By Rep. Tom Keane
In the recently passed House budget, there is absolutely no need to reduce the psychiatric services provided to New Hampshire’s mental health beneficiaries eligible for state services.
Currently, the state provides 80 percent of the revenue needed to operate 10 community mental health centers, yet only 39 percent of their patients are state eligible for services.
The reductions in mental health services contained in the budget passed by the New Hampshire House are an attempt to ensure that state payments to the community mental health centers are used for only services rendered to those eligible for state care, not to subsidize care for those not eligible for state services.
The Bureau of Behavioral Health has for decades used a set of standard psychiatric symptoms to determine which patients are eligible for state-funded services.
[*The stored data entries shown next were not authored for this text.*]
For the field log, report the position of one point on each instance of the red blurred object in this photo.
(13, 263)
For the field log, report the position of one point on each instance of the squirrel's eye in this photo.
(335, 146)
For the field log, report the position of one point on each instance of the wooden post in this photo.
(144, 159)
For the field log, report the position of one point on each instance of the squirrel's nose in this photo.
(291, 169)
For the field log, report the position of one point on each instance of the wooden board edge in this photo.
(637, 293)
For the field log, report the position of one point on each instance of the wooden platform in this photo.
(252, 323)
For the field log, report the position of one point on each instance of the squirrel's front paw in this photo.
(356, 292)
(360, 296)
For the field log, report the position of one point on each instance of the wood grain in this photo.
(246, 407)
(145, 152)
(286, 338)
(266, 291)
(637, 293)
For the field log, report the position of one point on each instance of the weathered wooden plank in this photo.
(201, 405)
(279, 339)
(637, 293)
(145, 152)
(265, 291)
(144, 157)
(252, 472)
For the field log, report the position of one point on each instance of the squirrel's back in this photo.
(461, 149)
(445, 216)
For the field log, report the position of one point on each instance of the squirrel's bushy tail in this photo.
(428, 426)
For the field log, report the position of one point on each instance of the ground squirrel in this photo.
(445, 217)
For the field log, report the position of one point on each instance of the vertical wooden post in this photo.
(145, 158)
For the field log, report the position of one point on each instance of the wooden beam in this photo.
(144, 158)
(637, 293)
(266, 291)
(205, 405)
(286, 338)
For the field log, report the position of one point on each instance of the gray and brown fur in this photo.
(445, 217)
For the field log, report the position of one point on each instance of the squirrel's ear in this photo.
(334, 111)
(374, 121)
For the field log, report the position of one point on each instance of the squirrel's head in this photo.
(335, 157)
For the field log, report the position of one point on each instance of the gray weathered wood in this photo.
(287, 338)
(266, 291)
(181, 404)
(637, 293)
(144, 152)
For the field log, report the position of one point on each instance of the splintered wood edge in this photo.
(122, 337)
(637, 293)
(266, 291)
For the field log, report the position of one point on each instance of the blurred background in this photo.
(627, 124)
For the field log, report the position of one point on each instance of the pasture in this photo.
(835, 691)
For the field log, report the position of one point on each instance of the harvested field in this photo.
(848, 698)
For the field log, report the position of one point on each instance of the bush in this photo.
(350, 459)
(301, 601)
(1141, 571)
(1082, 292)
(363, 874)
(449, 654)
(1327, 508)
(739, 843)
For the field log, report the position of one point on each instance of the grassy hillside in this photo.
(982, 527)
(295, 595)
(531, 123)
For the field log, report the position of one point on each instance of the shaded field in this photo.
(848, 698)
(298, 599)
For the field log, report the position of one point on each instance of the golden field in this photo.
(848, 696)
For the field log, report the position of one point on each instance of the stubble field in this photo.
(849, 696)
The current system allows the community mental health centers to decide which patients get funding for care.
According to a recent state audit, as of June 30, 2009, there were 38,965 patients in their system, but only 15,172 were actually eligible for state services.
The remaining 61 percent failed to meet the standards that have been in place for decades.
The fact that only 39 percent of the clients were eligible for state services and yet 80 percent of the total revenue for these centers was coming from the state clearly shows that if the money collected from the state were spent on state clients there would be no need to reduce any service that state-eligible patients are receiving.
The House budget did reduce the amount of state money going to community mental health centers with the hope that the Department of Health and Human Services, when it writes the annual contracts with the community mental health centers, would do so in a way that ensured state funds would be directed to the 39 percent of patients eligible for state services and not for the 61 percent of the clients who were not eligible.
In the meantime, what has happened is shameful.
State-eligible patients have been scared to death when told they will lose their services because of the House budget. If the care goes for the patients who are actually eligible, there should be no reduction in mental health services.